III. Extending the Presidency term of Abbas until the end of the Legislative Council term
This scenario is based on finding out a constitutional way that allows President Abbas to remain in office until the end of the Legislative Council term in January 25, 2010 by a resolution from the Central Council of the PLO, or the PNC, but the limits of the implementation of such a resolution will be limited to the West Bank only. In response, Hamas would declare that Abbas has no legitimacy by January 9, 2009, and the Legislative Council would announce the end of his term, while he would be replaced by the President of the Council or the vice President and new president would be elected, who will be able to work only in Gaza. This would worsen the division between the West Bank and Gaza Strip, and lead to further intensify the division in the Palestinian rank.

This option could also be foreseen in the light of the information about forming earlier a special committee in Ramallah for this purpose, and the statements by President Mahmoud Abbas himself, who declared in an interview him with Ha’aretz newspaper on September 14, 2008, his intention to conduct presidential and legislative elections simultaneously in 2010, which confirms his intention to remain in office until that time. Add to the above, the document issued recently by the PLO Secretariat, which considers that there is no legal basis to say that the term of President Abbas is ended.

This scenario is also reinforced by Hamas’s announcement that Abbas loses his legitimacy with the end of his term. In a speech in Damascus on September 13, 2008, Khaled Meshaal, the president of the movement’s political bureau said that there no legitimacy of President Abbas after the presumed date of the end of his term, unless he wins legal and fair elections. The Hamas representatives in the Legislative Council held a meeting in Gaza on October 6, 2008 where they decided to consider the term of Abbas ended by midnight on January 8, 2009, and that the president of the Legislative Council or his deputy would succeed Abbas in presidency until the presidential election is held, with the possibility of extending their presidency if these elections were hard to be conducted.

Events on the ground are moving towards the extension scenario.
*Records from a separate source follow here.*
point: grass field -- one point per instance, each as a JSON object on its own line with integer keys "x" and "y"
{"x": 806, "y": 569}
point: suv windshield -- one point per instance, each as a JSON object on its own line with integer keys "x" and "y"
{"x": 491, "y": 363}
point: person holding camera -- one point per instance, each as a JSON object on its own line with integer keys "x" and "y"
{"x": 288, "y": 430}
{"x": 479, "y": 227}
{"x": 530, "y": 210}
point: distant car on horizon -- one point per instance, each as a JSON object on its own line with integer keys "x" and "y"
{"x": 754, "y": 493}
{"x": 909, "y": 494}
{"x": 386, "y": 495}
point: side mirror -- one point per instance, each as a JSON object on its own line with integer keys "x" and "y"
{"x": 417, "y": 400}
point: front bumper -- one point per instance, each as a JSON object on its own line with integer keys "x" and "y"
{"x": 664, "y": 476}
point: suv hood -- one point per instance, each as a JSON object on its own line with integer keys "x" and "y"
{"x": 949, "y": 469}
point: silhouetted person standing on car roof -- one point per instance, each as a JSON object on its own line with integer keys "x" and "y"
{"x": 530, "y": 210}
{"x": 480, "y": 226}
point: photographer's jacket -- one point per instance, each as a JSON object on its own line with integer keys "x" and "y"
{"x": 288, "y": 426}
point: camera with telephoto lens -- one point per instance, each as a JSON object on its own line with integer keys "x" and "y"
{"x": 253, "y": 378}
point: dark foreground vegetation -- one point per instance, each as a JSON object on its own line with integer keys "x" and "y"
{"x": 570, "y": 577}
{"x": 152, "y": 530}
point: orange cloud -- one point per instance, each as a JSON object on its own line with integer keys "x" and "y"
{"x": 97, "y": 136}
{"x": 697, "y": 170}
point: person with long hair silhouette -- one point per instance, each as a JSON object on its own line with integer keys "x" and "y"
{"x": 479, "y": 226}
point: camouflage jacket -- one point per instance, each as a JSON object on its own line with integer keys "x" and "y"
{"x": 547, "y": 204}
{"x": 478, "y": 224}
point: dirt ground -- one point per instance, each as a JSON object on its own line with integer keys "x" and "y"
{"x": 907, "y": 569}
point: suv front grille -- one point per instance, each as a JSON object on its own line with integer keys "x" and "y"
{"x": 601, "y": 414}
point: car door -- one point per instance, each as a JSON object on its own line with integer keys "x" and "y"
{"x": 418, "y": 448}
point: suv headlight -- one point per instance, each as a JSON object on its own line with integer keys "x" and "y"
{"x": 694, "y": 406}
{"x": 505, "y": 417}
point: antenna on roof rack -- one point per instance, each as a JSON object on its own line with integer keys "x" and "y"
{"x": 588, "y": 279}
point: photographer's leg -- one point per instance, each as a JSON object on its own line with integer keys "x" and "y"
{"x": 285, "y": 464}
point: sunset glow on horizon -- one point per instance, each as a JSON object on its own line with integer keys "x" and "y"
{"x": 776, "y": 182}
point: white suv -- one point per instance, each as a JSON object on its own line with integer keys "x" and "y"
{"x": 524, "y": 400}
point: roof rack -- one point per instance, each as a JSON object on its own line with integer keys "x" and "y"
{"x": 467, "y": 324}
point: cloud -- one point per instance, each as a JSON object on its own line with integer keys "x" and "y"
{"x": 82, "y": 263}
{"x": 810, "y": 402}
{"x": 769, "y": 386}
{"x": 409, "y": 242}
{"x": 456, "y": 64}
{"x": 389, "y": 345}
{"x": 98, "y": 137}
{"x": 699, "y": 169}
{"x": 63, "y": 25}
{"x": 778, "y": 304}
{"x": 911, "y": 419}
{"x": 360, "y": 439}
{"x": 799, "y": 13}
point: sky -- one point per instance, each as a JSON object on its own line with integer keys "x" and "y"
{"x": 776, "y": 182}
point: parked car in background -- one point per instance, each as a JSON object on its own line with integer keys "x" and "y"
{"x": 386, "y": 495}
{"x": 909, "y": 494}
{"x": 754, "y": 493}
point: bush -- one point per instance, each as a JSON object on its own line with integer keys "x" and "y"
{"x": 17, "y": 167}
However, there is one possibility left which is the possibility that the two parties may use the policy of “brinkmanship” in a lose-lose-game, as a final attempt to pressure extremely, so as to achieve the greatest possible gains in an always probable last-minute consensus, avoiding falling from the edge then.


Suggestions and Recommendations

1. Forming a transitional government and electing a temporary president for a period of time that extends until the next legislative elections, and then conducting presidential and legislative elections simultaneously.

2. Giving priority to addressing the internal dissent rather than any negotiating or external priorities, and giving the higher priority to the Palestinian interest over any partisan or factional interests.

3. Initiating a serious and in-depth dialogue to end the Palestinian division, providing that the dialogue investigates the root of the crisis between Fatah and Hamas, and that it includes the various factions and political forces and civil society institutions.

4. Reforming and restructuring the PLO into a whole entity for all political forces on the Palestinian arena, then creating a charter governing the Palestinian political action and sets priorities that should be implemented.